Tonks pointed her wand to the object Harry held in his hands. "Pull the cloak as far as you can from whatever it's wrapping," she said. "I'm going to cast a cutting charm, but I don't want to find out what happens if I hit this thing with magic."
Harry did as she instructed, managing to pull the demiguise cloak all of two inches. Thankfully, it provided enough of a target for Tonks.
"Diffindo," she whispered, her words sending magic slicing through the demiguise cloak.
The tension in the material in Harry's hands bled away at once, the cloak loosening and unravelling, falling into a lump on the ground and revealing the artefact that it hid.
An artefact Harry had seen before. Just over eight years ago. On a night he'd never forget.
As, stood there, was a vanishing cabinet.
The vanishing cabinet that'd allowed the Death Eaters transit through Hogwarts' wards and enchantments, through all of the castle's protections.
The cabinet that'd allowed them to kill Dumbledore.

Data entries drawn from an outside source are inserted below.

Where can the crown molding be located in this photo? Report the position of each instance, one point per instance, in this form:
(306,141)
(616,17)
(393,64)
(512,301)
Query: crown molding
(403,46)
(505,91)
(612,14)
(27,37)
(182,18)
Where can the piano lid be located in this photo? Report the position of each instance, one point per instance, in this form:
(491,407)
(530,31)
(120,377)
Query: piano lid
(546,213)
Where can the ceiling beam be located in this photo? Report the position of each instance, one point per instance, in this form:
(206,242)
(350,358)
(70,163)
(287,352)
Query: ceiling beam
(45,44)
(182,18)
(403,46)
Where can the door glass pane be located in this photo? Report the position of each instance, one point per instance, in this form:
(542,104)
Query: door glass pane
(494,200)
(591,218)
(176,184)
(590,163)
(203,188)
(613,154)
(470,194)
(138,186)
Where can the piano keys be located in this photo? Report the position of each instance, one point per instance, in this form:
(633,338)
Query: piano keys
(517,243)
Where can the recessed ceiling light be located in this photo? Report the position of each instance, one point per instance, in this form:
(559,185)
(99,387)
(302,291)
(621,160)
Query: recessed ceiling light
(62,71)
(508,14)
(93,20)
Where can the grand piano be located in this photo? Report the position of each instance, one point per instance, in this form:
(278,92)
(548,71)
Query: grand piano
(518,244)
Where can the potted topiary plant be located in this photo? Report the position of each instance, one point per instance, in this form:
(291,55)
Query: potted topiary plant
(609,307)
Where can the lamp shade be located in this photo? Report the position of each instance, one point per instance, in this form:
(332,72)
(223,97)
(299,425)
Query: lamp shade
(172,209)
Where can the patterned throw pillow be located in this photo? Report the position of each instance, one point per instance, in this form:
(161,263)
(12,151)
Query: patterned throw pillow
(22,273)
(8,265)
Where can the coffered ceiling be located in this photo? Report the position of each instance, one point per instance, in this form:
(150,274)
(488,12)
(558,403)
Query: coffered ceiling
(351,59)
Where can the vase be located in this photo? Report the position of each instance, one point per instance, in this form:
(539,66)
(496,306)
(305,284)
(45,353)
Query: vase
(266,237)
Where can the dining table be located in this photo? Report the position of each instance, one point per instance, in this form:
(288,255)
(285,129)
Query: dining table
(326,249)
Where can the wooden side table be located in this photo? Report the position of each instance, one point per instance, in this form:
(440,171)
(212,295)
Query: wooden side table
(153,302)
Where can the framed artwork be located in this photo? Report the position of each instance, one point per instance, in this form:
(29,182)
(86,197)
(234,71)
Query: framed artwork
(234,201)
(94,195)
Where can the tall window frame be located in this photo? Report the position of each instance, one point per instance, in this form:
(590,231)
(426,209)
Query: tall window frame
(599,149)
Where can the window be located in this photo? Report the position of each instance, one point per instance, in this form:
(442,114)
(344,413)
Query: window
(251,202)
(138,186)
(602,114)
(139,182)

It still held the same dull black of his memory; the same designless front. And, as Harry tipped it over in his grip, it still bore the same seal of authenticity, straight from Borgin and Burkes. A seal that only they could place upon it.

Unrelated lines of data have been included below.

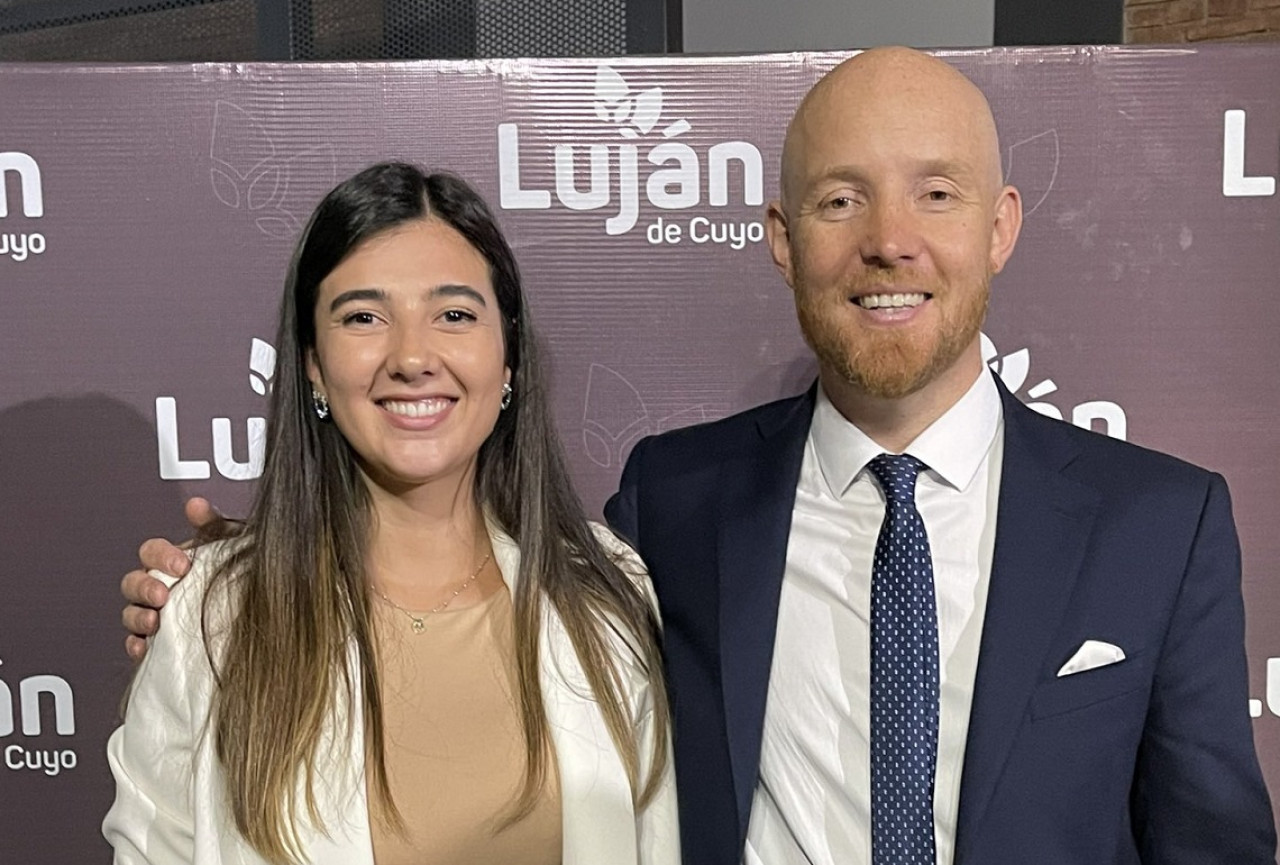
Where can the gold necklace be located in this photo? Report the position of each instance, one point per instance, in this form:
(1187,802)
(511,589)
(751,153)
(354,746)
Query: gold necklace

Harry had only one thought.
"Draco Malfoy," he said. "It has to be him." He pointed his wand to the floor. "Expecto Patronum Aduntiato." His stag appeared after a moment, still tall and proud after so many years. "To Kingsley. Find Draco Malfoy. Now."
The stag disappeared into the aether, carrying the message.
"And if it isn't him?" Tonks asked. "If someone's setting him up?" She sighed. "I mean, come on. It all seems a bit too on-the-nose to actually be him, don't you think?"
"Draco isn't clever enough to not be that bloody obvious," Harry muttered. Nonetheless, he did, after a moment swallow, in consideration of Tonks' words. "But if it isn't him, whoever it is, has just been found out."
Tonks brushed her hand against the cabinet. "This is as impervious to detection as anything, right?" she asked. "So we've no way of knowing if it's been used?"
The cabinet's power came from the absorption of any latent magic in the air, which threw any readings they'd taken of that room out the window. The World Cup of Duelling could've happened in there, and given two days, there'd be no evidence.
Someone could've easily passed through, resealed the invisibility cloak around the cabinet, and they'd be none the wiser.
Harry shook his head. "Not a clue," he said. "Still nothing else through the wards other than our magic?" Tonks shook her head. He trained his wand at the cabinet. "And we know it's never going to be used again." He closed his eyes. "Portus."
The cabinet glowed and then stilled, transformed into a portkey.
"Portus," Harry repeated. His words sent the vanishing cabinet disappearing from the Hotel. "I've sent that to Kingsley too. He'll put two and two together."
Yet, just as he spoke, Harry felt the pager in his pocket beep.
Once, and then twice.
Harry looked to Tonks. "Shit."
The two jumped from the room at once, landing on the bed in the bedroom below.